Afrique du Sud: le bateau Zuma prend l’eau

En Afrique du Sud, une semaine difficile s’annonce pour le président Jacob Zuma et son parti l’ANC. La semaine dernière, le chef de l’Etat a remanié son gouvernement et a notamment limogé son ministre des Finances, Pravin Gordhan. Une décision qui a provoqué un tollé y compris au sein de son propre parti. La mise à l’écart de Gordhan est perçue comme une tentative de la part du président de mettre la main sur le Trésor sud-africain.

Manifestation à Pretoria en novembre 2016 réclamant la démission de Jacob Zuma.

C’est une semaine décisive pour le chef de l’Etat. Les opposants et les partisans du chef de l’Etat sont en train de se mobiliser. Ce lundi, il y avait une première petite manifestation, ce matin, de la société civile devant le siège du gouvernement à Pretoria. Environ 200 personnes étaient rassemblées pour demander la démission du chef de l’Etat. Une autre manifestation est prévue ce vendredi devant le siège de l’ANC.

Le principal parti d’opposition appelle les députés de l’ANC à soutenir la motion de défiance contre le président Zuma. L’opposition a en effet demandé à ce qu’une motion soit débattue au Parlement. La présidente de l’Assemblée, Baleka Mbete, qui est une proche du président, a indiqué qu’elle étudiait la question.

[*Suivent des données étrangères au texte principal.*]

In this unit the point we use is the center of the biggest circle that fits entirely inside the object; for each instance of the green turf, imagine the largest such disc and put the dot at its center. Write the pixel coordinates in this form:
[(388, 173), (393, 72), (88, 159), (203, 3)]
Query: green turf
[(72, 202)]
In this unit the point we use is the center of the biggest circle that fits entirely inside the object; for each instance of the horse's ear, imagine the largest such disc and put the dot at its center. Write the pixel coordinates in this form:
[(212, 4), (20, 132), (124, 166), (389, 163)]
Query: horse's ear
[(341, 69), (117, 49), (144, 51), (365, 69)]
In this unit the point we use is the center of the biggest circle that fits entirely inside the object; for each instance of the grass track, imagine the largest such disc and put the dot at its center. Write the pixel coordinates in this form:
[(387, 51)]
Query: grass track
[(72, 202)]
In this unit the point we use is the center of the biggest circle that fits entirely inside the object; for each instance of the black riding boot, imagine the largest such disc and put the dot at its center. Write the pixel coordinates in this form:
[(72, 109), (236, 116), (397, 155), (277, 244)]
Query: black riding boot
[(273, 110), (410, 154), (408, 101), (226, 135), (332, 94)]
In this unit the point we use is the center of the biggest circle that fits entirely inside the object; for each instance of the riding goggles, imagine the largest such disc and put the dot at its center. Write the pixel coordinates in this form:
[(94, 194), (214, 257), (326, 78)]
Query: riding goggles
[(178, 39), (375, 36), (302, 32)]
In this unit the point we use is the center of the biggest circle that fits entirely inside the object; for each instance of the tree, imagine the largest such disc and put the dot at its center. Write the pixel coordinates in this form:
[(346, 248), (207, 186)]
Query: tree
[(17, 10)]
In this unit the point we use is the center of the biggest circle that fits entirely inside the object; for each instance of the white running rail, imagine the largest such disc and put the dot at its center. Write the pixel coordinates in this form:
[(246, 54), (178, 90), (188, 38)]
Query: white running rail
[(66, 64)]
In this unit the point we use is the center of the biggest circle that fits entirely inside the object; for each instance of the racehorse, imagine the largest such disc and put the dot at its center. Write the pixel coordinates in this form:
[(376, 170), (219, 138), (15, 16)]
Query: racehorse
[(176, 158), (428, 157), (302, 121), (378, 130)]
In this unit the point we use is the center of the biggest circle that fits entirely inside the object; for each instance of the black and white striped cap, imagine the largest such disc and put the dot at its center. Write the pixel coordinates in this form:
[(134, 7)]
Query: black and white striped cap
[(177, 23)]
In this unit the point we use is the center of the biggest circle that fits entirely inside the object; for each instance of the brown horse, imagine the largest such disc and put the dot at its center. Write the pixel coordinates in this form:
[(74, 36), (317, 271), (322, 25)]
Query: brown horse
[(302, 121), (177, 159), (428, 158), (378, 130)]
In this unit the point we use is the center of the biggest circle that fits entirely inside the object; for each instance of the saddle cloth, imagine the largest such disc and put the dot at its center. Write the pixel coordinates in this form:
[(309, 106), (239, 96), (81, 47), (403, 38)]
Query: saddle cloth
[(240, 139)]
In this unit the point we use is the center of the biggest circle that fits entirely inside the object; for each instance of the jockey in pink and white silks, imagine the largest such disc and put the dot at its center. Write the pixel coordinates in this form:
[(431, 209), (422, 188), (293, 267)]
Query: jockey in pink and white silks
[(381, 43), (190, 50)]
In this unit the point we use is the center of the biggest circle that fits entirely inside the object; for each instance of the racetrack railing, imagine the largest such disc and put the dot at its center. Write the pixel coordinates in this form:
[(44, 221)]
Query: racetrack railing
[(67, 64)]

Selon Mmusi Maimane, de l’Alliance démocratique, des députés du parti au pouvoir pourraient se joindre à eux. « Personne n’appelle à un changement de régime. Nous sommes très clairs là dessus. Cette motion n’est pas pour se débarrasser de l’ANC. L’ANC a été élu par la majorité des gens de ce pays, et nous le respectons. Ce que nous voulons c’est se débarrasser de Jacob Zuma et élire à sa place quelqu’un qui est dévoué à ce pays », assure-t-il.

Il faudrait qu’environ 50 députés ANC ou du Parti communiste rejoignent l’opposition pour que cette motion passe. Certains députés ANC pourraient être tentés de voter en faveur. Mais il s’agit d’un vote ouvert. Et si la motion ne passe pas, les députés ANC qui ont voté pour pourraient avoir de sérieux problèmes.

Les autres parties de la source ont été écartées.